Information technology can also improve the efficiency of the courts and the justice system. For example, we are aiming to reduce the incidence of adjournments, and the time wasted by court users, that is caused by the lack of information available to the court. The strategic IT plans of the major criminal justice agencies include the electronic transfer of information between agencies--for example, the provision of case information from the police to the court in time for the hearing, or the fast and efficient communication of results from the court to the police and the Crown Prosecution Service. That will provide more timely and complete information for the courts. We intend to introduce a new system for the magistrates court that will include such inter-agency links. The hon. Member for West Suffolk will be pleased to learn that when implementation of the system begins in the summer of next year, Suffolk will be the first magistrates courts committee to take the new system.

Let us not forget that magistrates are an essential and valuable part of the service. If they are to gain much more full and varied experience, and fulfil their sitting hours, it is better for work to be concentrated in larger, more efficient courts.

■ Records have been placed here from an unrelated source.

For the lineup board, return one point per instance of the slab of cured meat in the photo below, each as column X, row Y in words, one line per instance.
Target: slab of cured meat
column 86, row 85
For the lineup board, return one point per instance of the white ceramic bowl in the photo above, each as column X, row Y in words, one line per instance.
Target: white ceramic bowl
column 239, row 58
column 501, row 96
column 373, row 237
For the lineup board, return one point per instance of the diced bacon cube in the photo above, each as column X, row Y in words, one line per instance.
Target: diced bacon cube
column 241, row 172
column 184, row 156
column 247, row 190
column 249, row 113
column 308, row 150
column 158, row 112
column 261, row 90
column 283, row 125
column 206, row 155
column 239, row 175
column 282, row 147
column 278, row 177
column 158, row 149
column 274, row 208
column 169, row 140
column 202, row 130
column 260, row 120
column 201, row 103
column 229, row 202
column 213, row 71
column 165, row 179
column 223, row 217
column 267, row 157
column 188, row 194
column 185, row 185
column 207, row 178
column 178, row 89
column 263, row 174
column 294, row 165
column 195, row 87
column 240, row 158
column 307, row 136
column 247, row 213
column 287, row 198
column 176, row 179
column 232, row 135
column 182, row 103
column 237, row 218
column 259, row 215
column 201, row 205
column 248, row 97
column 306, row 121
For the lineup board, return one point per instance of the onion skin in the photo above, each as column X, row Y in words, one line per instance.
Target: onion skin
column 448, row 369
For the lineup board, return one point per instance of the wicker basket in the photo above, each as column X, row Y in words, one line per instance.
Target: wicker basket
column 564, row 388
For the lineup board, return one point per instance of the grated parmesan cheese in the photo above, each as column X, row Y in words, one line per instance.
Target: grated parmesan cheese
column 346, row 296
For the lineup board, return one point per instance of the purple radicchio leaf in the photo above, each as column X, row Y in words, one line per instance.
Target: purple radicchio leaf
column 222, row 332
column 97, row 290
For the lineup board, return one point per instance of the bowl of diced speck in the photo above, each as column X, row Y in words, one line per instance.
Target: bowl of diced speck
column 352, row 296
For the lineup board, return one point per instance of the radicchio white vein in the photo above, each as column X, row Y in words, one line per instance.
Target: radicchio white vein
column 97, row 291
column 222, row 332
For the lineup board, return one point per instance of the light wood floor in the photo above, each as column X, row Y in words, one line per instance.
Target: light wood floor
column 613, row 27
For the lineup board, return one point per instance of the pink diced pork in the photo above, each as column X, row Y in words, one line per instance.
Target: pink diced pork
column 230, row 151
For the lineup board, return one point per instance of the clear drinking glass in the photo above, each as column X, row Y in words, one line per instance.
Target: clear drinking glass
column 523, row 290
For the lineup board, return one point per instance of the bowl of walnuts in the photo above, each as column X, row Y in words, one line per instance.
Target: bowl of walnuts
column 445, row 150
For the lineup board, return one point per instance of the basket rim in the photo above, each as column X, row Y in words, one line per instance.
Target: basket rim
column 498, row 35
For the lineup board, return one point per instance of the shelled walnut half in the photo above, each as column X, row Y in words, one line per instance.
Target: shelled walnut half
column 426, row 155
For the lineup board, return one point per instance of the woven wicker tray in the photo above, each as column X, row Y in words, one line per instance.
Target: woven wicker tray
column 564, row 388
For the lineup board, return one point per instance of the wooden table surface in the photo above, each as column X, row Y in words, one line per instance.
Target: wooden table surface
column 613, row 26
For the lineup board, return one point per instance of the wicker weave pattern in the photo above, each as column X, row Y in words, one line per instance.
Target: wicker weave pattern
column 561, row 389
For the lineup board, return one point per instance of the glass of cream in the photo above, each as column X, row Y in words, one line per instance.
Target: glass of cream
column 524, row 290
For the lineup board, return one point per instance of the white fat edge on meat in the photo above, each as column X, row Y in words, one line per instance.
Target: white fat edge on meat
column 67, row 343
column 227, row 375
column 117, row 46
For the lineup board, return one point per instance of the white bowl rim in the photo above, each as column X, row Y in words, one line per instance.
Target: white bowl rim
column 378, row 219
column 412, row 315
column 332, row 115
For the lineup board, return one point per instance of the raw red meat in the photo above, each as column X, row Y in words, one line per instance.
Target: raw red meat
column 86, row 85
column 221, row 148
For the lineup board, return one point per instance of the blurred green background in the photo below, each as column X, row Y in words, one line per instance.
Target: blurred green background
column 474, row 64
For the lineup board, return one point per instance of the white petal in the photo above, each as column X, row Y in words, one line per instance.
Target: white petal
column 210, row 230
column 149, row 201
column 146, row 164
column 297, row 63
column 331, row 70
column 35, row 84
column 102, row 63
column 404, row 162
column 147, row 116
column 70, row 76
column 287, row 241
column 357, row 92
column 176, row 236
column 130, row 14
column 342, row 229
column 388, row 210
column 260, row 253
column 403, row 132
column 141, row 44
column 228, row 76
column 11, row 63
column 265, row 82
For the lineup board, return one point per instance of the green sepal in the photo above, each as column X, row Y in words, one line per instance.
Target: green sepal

As I said, court users want to be sure that their case will be heard on the date it is listed, without too much waiting on the day. Larger courts with good facilities are more likely to be able to provide that level of service, because there is much more flexibility in using the courtroom accommodation. Transferring the workload of magistrates courts committees to better equipped centres is one way to modernise and improve the overall service that they provide. Their local knowledge means that they are best placed to make judgments on the best use of their resources.

I can only repeat that the Government are committed to providing a modern system of justice with well-equipped and secure courtrooms. We are committed to reducing delay in the time taken for cases to proceed through the courts and so to achieve our aim of reducing delay in the criminal justice system. We must all look to the future and the different ways of working that the new century will bring.